Hey Kyle, should be quite quick! https://support.patreon.com/hc/en-us/articles/212052266-Getting-Discord-access

Philip

2025-07-10 08:36:35 +0000 UTC

Hi how do I join the discord community please?

Kyle Behrend

2025-07-05 11:57:07 +0000 UTC

Got a documentary coming but got delayed due to editing issues! Hope you also consider the general support on AI Explained content too, and have some other announcements coming

Philip

2025-07-02 14:55:55 +0000 UTC

New content? Do consider I spent $10 this month for this video only!

Dane Wagenhoffer

2025-07-02 04:17:44 +0000 UTC

another awesome video. what kind of prompt management system do you use when running the simplebench?

Paulius Mui

2025-06-06 23:21:07 +0000 UTC

SimpleBench is one of the key benchmarks I look at. Together with SWEbench, Aider, Arc AGI 1/2, Humanity's last exam, and a couple of the well-known math benchmarks. When SimpleBench saturates, reliability further increases by at least x3, multi-needle recall (paired with complex information/needle combination) also increases, and pricing per use stays comparable to current levels, then entry-level white collar jobs are in danger... on scale.
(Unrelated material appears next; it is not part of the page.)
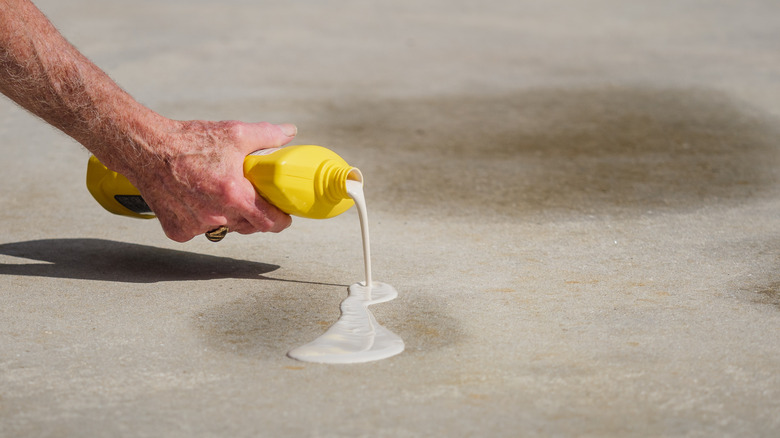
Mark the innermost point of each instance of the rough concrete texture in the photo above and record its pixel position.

I would love to see more in-depth multi-needle and complex recall benchmarks from the big AGI labs on their SOTA models. Think this is quite important... Google did it a bit for Gemini 2.5 Pro, but for multi-needle the published benchmarking could still be better!

Flo My

2025-06-05 14:12:28 +0000 UTC

Excellent work as usual, Philip. Unfortunately, Claude's convo length is abysmal, and I don't have the money to go pro, nor the ability to API it.

Norfuer

2025-06-04 10:25:09 +0000 UTC

Would you care to go deeper on your experiences where SOTA model loose track of context they were previously given? Here or on Philip’s Discord (assuming you’re Max M; tag me: palimondo).

Pavol Vaskovic

2025-06-03 06:16:00 +0000 UTC

The more I use LLMs the more I start to realize that they likely aren't going to replace a large portion of white collar work for a very long time.. It's one thing to solve simple logic puzzles and another to actually understand why you are doing something. Until there's some research on LLMs deeply understanding why they are doing what they are doing, the impact it has, and things greater than the sum of its weights, I see a lot of corporations riding the automation train into a total mess. One thing that should have been done years ago was having the ability for an LLM to query for missing context. Claude 4 opus, o3, whatever model you have consistently will hallucinate context when it is missing information. Sure, you may reduce some menial simplistic version of hallucinations in a benchmark, but in the real world these menial issues with LLMs scale all the way up to a very high degree of sophistication. With any genuinely sophisticated applied problem, every Sota LLM quickly hallucinates context you have literally provided it in earlier prompts. I have seen this happen time and time again with o3, claude opus 4, gemini 2.5... Sure these problems are more sophisticated in nature, but it really starts to show the cracks in the facade of LLMs. It's like I can see the model grasping at straws for context it literally has been given. Any human can just look at a file or document and know whats in it..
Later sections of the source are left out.